Shen did acknowledge the “significant time and effort” HYM and My City at Peace have put into developing P3.
“The dedication . . . will put them in a good position to continue this work once the feasibility study for Madison Park is completed,” Shen said. “They will be well-positioned to participate in a redevelopment of what remnant parcel might be available at the end of the feasibility study.”
For Ricardo Louis, a Roxbury resident and chief executive of Privé Parking, the de-designation is both surprising and heartbreaking. The 500-space underground parking garage that his company would have helped develop at P3 would have been Privé Parking’s first project as parking and transportation consultant, and the company would have both operated the garage after it opened and had an equity stake in it.
“Having equity stake is a game changer,” Louis said. “There has never been someone Black, local, that has equity stake in any public garage in the city of Boston.”
Losing the planned future home of an Embrace Boston museum and cultural center is unfortunate and disappointing, especially heading into the MLK holiday and at a time when communities of color are under attack nationwide, said Imari Paris Jeffries, the chief executive of Embrace Boston. Part of why “The Embrace” monument is located in Downtown Crossing was so the organization could build a center that would spur economic development in a historically Black neighborhood, he said.

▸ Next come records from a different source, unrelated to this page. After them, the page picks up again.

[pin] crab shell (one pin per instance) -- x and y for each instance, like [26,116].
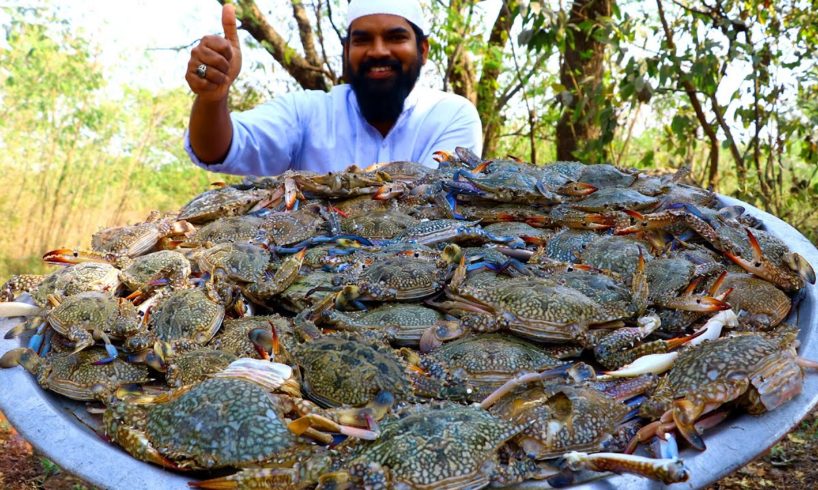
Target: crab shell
[723,370]
[218,423]
[343,370]
[563,418]
[449,447]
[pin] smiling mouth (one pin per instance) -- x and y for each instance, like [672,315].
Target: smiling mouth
[380,71]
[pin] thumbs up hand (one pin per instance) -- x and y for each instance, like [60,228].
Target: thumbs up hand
[216,61]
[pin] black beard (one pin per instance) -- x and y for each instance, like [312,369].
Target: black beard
[382,100]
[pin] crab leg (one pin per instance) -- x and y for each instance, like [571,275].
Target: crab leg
[652,363]
[10,309]
[580,370]
[665,470]
[303,426]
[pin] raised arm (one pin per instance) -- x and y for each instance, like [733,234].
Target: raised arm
[214,63]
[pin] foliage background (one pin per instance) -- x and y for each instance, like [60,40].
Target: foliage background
[75,159]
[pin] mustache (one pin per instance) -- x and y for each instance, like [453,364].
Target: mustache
[368,64]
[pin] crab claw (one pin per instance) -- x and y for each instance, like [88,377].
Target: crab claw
[11,309]
[112,355]
[441,156]
[577,189]
[62,256]
[685,414]
[302,426]
[763,268]
[291,194]
[433,337]
[390,191]
[21,356]
[525,379]
[697,303]
[468,157]
[665,470]
[799,264]
[652,363]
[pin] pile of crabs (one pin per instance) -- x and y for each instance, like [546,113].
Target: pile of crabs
[485,322]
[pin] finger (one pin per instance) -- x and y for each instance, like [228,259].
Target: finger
[200,85]
[229,25]
[212,74]
[216,44]
[215,59]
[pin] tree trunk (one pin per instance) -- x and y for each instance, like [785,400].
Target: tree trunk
[487,87]
[581,75]
[309,71]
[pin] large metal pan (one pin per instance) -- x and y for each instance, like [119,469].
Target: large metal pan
[50,422]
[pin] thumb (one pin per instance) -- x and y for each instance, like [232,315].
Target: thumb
[229,24]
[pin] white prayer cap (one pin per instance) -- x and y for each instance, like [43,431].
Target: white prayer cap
[408,9]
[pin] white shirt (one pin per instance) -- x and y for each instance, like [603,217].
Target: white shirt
[325,131]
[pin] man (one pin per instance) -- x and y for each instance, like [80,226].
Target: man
[379,116]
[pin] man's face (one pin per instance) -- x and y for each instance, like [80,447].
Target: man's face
[382,64]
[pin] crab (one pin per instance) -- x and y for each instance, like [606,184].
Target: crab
[400,277]
[307,290]
[378,226]
[760,371]
[185,320]
[503,182]
[472,367]
[763,305]
[538,309]
[214,424]
[561,418]
[84,317]
[227,201]
[616,254]
[17,284]
[195,366]
[244,228]
[449,446]
[615,199]
[74,279]
[240,336]
[449,230]
[247,267]
[567,244]
[402,324]
[349,183]
[672,280]
[157,268]
[345,369]
[79,375]
[758,252]
[138,239]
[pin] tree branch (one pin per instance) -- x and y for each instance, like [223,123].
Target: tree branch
[307,75]
[305,33]
[694,101]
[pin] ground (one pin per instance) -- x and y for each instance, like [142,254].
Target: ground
[792,463]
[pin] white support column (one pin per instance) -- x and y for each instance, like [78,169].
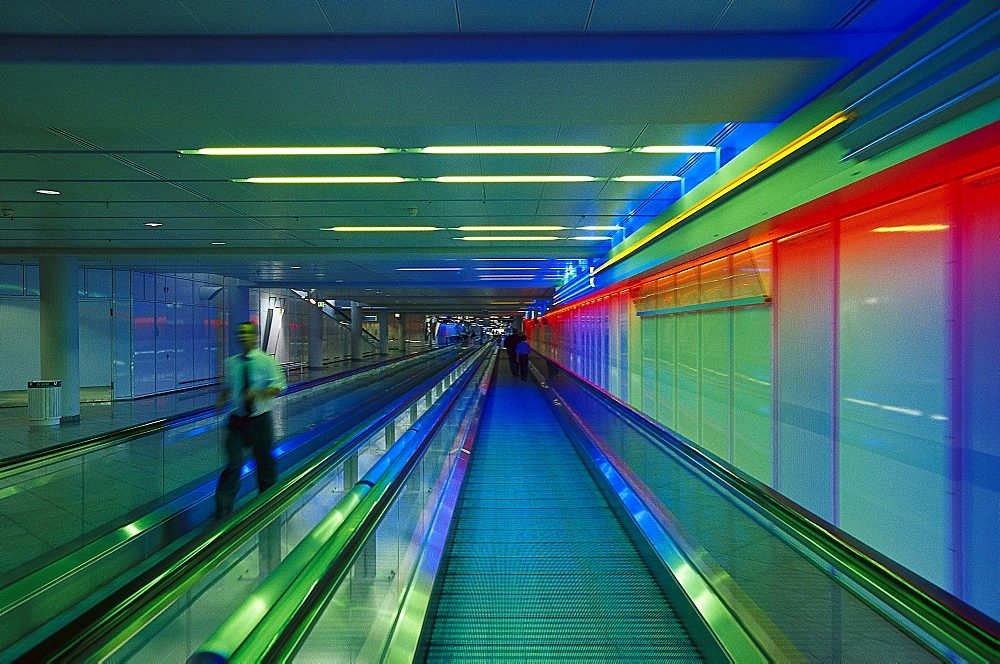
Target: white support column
[357,318]
[59,329]
[383,331]
[315,337]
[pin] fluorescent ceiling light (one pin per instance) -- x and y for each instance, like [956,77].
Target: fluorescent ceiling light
[511,228]
[510,238]
[678,149]
[516,149]
[325,180]
[922,228]
[381,229]
[266,151]
[428,269]
[648,178]
[515,178]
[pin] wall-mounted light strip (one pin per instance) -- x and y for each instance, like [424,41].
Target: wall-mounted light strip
[511,228]
[515,178]
[921,228]
[501,238]
[325,180]
[678,149]
[381,229]
[805,139]
[648,178]
[516,149]
[448,149]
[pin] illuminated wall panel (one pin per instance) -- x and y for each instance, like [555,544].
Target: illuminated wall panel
[803,310]
[688,375]
[751,384]
[893,401]
[666,370]
[979,463]
[714,379]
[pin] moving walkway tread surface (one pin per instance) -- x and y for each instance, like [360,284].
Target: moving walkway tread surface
[537,566]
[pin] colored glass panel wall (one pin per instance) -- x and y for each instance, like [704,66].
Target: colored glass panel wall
[803,308]
[714,380]
[893,401]
[752,391]
[978,485]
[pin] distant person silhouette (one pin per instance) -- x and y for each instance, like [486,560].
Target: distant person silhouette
[523,350]
[252,380]
[510,343]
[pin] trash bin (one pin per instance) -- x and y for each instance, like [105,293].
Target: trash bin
[44,401]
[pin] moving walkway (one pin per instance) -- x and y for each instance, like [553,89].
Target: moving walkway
[515,522]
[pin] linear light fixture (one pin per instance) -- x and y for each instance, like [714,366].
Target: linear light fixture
[504,277]
[678,149]
[325,180]
[516,149]
[515,178]
[511,228]
[921,228]
[648,178]
[509,238]
[284,151]
[819,130]
[381,229]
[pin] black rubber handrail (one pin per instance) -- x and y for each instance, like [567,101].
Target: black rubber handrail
[68,450]
[955,624]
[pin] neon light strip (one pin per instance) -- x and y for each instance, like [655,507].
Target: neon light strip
[800,142]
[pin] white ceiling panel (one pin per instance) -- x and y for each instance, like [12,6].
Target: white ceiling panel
[523,16]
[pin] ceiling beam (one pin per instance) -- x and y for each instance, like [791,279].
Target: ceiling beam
[426,49]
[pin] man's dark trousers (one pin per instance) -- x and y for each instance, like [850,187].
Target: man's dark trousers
[256,433]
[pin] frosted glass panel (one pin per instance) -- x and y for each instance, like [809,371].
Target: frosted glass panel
[752,391]
[666,379]
[715,346]
[804,315]
[893,382]
[688,336]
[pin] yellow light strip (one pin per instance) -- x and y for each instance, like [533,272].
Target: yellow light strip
[325,180]
[800,142]
[511,228]
[515,178]
[516,149]
[381,229]
[266,151]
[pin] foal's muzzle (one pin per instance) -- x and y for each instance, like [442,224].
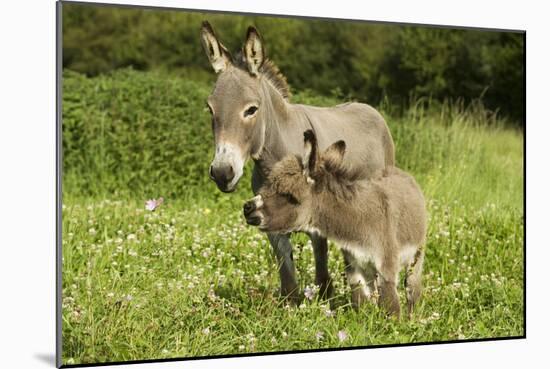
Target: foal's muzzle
[252,216]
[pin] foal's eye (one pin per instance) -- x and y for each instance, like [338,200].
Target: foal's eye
[210,109]
[250,111]
[291,198]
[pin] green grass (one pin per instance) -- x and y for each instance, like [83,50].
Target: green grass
[191,279]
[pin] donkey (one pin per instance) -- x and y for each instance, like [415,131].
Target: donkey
[380,221]
[252,117]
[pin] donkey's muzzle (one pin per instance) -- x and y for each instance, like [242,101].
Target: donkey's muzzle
[251,215]
[222,175]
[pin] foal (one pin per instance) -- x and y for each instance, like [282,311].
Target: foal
[380,222]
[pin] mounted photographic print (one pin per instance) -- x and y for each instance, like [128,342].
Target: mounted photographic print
[236,184]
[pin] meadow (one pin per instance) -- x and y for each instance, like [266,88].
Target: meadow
[192,279]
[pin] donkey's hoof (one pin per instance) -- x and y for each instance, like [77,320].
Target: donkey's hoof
[294,297]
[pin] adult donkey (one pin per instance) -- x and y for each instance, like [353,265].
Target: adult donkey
[252,117]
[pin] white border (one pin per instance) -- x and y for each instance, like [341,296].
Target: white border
[27,185]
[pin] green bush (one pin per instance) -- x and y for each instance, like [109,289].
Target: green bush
[143,134]
[360,60]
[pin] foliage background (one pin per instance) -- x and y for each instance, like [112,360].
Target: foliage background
[364,61]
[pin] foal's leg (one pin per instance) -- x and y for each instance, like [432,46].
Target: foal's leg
[287,271]
[413,280]
[322,276]
[355,279]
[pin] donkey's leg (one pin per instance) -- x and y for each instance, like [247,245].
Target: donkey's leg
[355,279]
[413,280]
[388,276]
[371,284]
[287,271]
[322,275]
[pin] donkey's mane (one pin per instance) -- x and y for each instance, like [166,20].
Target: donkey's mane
[270,71]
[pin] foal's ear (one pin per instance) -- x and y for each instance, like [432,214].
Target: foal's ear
[310,159]
[334,154]
[217,54]
[253,51]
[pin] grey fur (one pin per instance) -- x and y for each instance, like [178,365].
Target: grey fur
[275,130]
[379,222]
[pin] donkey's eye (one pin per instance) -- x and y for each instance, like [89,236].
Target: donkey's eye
[291,198]
[250,111]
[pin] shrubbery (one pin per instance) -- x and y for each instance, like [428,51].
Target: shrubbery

In a statement Monday, Embrace Boston said it was “profoundly disappointed and deeply concerned” at the decision to let HYM and My City at Peace’s designation lapse.
“This project was built on years of community input and Black-led leadership and vision. That history should matter,” the statement said. “To see this vision abruptly altered without meaningful engagement with affected partners undermines the very principles the city has publicly committed to upholding, particularly when years of trust, participation, and coalition-building are at stake.”